But I tried again, and my “first” run was about 4 months after my daughter was born. I did a two-mile-loop in my neighborhood by myself. Although I remember it being slow and painful, I also remember the emotional release that accompanied it. Four weeks later–I was on a fast track–I did a 5K with my friend. I was psyched to finish it, but I was disappointed that A) I didn’t run the whole thing and B) I missed the time goal my husband had put in my head by seven seconds. Needless to say, I had clearly caught the running bug.

Each run, each race was dedicated to my little girl, because running was the one place where I could lose myself—and that she was always present. At times I cried, at times I prayed, at times I just jacked up the music and angrily pounded the pavement. It always always seemed that when the run got hard or I wanted to give up, “Walk On” by U2, the song I dedicated to her, would come on my iPod and I would keep truckin’, usually with tears in my eyes.

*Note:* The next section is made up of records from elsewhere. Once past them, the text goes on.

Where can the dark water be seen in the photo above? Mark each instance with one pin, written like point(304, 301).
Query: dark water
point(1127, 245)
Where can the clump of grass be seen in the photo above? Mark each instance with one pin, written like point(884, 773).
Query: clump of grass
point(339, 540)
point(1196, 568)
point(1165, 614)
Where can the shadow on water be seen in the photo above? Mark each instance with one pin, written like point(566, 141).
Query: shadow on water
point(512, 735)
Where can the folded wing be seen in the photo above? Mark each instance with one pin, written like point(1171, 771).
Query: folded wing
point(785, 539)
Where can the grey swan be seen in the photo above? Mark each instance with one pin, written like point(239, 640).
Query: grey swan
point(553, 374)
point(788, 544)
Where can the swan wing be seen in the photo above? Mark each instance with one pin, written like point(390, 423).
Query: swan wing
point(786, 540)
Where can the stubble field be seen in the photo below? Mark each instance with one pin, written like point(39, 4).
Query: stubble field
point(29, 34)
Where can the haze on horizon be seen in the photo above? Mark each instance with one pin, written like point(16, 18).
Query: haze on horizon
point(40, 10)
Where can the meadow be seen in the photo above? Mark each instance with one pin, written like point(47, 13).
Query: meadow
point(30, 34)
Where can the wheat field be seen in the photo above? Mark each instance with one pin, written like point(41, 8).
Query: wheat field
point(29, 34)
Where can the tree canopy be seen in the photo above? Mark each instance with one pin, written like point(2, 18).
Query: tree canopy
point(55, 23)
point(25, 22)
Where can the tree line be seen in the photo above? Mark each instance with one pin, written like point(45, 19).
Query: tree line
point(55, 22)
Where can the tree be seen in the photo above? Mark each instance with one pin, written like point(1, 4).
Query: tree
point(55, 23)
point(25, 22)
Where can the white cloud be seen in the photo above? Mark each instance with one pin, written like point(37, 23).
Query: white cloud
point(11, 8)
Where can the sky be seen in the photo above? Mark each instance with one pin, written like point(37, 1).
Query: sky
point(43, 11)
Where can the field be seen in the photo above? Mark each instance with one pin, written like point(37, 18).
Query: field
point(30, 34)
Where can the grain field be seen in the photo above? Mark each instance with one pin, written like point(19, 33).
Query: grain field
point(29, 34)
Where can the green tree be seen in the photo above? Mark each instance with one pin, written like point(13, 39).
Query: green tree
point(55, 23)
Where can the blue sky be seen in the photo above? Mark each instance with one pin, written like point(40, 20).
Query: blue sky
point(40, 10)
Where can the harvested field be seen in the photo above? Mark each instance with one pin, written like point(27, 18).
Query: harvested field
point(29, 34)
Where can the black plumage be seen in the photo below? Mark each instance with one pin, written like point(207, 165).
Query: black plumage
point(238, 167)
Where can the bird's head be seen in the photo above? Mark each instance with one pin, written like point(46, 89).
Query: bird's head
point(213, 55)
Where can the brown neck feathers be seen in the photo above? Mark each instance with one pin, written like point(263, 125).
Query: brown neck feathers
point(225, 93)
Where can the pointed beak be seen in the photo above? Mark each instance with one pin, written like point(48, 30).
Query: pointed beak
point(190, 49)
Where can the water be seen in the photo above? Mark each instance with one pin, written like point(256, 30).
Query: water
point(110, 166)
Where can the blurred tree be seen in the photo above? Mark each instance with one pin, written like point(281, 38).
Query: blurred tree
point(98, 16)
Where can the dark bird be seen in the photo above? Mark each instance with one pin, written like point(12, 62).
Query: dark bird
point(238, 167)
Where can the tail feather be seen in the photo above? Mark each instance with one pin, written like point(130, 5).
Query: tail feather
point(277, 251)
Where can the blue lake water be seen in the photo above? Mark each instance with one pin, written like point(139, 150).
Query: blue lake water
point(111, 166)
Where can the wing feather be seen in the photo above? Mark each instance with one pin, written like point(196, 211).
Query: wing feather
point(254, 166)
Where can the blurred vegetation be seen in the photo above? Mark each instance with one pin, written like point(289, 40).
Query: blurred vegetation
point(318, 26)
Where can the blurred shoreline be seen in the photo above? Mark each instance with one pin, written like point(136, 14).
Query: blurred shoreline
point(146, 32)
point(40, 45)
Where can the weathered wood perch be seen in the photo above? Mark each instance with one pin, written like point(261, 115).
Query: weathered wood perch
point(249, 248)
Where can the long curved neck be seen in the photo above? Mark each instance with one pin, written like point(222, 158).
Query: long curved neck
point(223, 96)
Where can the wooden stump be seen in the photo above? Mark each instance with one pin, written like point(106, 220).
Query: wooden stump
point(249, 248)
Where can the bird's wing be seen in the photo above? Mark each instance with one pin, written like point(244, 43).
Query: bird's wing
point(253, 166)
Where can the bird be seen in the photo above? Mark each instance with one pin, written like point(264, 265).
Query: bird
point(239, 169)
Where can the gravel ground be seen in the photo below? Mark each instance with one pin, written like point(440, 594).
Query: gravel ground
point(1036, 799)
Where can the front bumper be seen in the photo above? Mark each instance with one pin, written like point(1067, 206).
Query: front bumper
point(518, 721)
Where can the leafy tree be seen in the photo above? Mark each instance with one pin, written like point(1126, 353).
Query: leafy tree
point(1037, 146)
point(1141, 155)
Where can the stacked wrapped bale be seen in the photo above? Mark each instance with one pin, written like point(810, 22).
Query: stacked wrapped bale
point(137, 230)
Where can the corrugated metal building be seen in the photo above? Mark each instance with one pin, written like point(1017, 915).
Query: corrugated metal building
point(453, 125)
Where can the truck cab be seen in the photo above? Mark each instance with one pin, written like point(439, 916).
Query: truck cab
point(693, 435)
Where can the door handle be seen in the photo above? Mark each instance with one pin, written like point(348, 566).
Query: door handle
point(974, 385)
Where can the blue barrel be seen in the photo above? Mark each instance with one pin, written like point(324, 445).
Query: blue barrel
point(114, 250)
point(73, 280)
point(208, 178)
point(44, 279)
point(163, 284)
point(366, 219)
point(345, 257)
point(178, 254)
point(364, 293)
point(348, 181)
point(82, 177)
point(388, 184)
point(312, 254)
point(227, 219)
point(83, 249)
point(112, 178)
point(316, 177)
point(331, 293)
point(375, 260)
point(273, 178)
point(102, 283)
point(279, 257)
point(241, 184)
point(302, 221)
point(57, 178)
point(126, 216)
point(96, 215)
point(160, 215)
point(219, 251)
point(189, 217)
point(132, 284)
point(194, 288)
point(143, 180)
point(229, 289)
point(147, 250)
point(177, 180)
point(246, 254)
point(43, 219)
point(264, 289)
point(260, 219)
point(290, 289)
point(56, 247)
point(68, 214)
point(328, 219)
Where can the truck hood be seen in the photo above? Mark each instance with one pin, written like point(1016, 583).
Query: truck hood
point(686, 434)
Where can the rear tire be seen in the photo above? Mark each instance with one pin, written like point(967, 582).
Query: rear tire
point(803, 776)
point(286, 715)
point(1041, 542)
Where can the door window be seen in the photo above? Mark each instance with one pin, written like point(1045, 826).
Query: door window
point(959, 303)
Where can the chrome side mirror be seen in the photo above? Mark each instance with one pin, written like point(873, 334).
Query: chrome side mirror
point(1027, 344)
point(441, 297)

That summer, I convinced a few friends to start running. I loved how empowered running made me feel, and I wanted to share that feeling with people I loved. I was also convinced I would never go more than a 5K.  Almost a year and a half later, I delivered my fourth child, a little boy. My runs following his birth became even more important to keep Jamie’s spirit alive.  Last November, thanks to a little friendly family competition, I PR’d in a Turkey Trot (25:33). A few months later, I ran 7 miles on an unusually warm, rainy New Year’s Eve  and decided to sign up for my first half in June.

I dedicated my first half to Jamie, but it was 89 degrees with crazy humidity, and the organizers stopped the clocks in the middle of the race, which was frustrating. (I was stubborn and ran to the finish line.) So ZOOMA Great Lakes is my redemption race! Not only will I run in it in honor of my third child. I will run it for all of my kids and for all of the people who carried me through my darkest days. My sister will be running the 5K, along with 2 of my girlfriends; all three of them started running because of me–and, really, because of Jamie. Thank you, sweet girl.